That wasn't my intention, which was to make a simple compiler. Somehow, that got away from me :-/



If it's any solace: I find the language itself to be delightfully simple. It definitely feels like it's the minimum set of changes you could make to C to turn it into a comfortable and modern language.

I suppose if that comes at the cost of a complex compiler I can live with it.


Would you ever start over and try again? :)


The trouble is, we tried lots of ideas in D. Most worked out very well. But there are a few weeds which I'd really like to take behind the woodshed.

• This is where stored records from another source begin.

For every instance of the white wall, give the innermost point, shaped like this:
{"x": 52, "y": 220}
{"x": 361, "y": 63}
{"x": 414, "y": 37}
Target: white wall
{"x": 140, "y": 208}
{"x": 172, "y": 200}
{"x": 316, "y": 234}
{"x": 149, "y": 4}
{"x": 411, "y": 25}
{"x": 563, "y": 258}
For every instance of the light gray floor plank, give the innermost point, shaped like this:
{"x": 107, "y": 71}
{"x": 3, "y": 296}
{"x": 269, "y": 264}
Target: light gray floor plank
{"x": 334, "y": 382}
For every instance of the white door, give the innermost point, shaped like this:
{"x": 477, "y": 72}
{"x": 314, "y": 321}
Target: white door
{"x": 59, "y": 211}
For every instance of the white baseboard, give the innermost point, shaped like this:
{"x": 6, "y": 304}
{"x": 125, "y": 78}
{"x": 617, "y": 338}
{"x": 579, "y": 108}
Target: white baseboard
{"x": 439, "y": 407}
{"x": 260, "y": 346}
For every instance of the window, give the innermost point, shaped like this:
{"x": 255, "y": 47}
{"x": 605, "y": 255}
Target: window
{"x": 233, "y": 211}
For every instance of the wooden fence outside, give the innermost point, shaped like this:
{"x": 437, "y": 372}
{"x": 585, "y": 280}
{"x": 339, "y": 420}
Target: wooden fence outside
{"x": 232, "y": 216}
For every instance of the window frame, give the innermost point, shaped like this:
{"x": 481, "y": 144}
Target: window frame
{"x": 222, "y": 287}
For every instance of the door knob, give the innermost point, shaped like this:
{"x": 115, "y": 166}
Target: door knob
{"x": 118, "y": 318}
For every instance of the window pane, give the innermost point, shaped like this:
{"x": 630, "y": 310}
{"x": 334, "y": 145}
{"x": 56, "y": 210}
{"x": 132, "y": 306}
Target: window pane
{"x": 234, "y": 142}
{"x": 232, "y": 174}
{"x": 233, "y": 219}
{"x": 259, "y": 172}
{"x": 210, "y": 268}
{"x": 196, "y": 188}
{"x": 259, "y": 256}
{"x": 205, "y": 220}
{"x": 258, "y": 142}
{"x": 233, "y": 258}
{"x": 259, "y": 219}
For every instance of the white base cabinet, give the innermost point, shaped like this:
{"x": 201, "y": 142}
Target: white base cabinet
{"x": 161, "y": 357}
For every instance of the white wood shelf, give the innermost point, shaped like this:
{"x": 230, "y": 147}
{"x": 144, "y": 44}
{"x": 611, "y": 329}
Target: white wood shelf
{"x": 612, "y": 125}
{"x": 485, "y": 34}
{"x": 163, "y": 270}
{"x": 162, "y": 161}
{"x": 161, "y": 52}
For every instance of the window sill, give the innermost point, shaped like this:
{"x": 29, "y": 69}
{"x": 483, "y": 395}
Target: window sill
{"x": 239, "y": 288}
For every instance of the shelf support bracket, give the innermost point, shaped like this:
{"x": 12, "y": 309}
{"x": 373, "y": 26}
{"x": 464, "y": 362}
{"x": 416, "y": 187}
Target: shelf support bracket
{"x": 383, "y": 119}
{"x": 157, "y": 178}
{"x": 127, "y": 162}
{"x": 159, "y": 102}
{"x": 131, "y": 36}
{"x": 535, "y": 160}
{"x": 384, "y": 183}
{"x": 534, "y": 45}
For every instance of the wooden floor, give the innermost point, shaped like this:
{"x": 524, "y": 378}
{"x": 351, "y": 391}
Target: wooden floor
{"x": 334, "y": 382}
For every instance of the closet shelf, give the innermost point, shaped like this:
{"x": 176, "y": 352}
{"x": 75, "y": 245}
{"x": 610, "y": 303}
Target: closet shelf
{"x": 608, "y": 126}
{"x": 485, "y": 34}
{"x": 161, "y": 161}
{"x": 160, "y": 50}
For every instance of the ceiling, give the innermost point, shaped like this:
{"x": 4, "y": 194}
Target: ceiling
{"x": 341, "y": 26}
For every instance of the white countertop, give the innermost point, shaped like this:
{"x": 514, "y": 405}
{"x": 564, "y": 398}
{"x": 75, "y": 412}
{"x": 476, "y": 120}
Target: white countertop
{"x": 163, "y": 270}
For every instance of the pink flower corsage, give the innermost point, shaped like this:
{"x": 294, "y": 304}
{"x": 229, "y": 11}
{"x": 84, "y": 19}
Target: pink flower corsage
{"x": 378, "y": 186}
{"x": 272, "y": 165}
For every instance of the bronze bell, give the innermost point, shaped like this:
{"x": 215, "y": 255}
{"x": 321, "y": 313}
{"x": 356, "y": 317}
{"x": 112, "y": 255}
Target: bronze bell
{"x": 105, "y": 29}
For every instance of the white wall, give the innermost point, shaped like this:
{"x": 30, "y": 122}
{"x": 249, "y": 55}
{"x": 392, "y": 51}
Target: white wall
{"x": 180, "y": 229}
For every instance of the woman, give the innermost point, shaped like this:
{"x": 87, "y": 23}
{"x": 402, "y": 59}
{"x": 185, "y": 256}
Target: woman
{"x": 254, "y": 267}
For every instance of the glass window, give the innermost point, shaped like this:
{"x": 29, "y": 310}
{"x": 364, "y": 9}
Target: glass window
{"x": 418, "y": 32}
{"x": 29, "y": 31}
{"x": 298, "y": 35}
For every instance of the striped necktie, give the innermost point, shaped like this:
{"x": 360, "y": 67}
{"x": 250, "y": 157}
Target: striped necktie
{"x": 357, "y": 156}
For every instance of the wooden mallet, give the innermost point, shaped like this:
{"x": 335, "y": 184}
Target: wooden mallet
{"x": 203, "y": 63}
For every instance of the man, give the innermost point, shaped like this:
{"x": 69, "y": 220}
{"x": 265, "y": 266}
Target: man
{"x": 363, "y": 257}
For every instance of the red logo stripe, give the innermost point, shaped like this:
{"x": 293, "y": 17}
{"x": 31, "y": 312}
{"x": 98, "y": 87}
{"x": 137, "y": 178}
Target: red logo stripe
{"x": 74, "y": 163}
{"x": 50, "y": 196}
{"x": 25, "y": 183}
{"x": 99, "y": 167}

But some users are wedded to them, and we really don't like breaking their store, which can be a bit frustrating.

It's sorta like designing your own house. I'm lucky enough to have done it. 20 years on, and it's mostly right. But there are a few maddening mistakes that would be terribly costly to fix.

For example, the garage has 8 feet of headroom. Dammit, I need 10 so I can put a hydraulic lift in. It's really hard working under the car without one. I also should have put in a geothermal heating system, which would have been really cheap when the property was all dug up. I could have saved $$$ in heating bills over the years!


What weeds in the language? I'm curious as I'm designing a language now, and my regrets are piling up around the complexity of the type system.


The `lazy` storage class turns out to be unreasonably hard to reason about.

`alias this` in class objects turned out to make no sense. When people have problems with it, I just sigh and say stop using `alias this` in classes.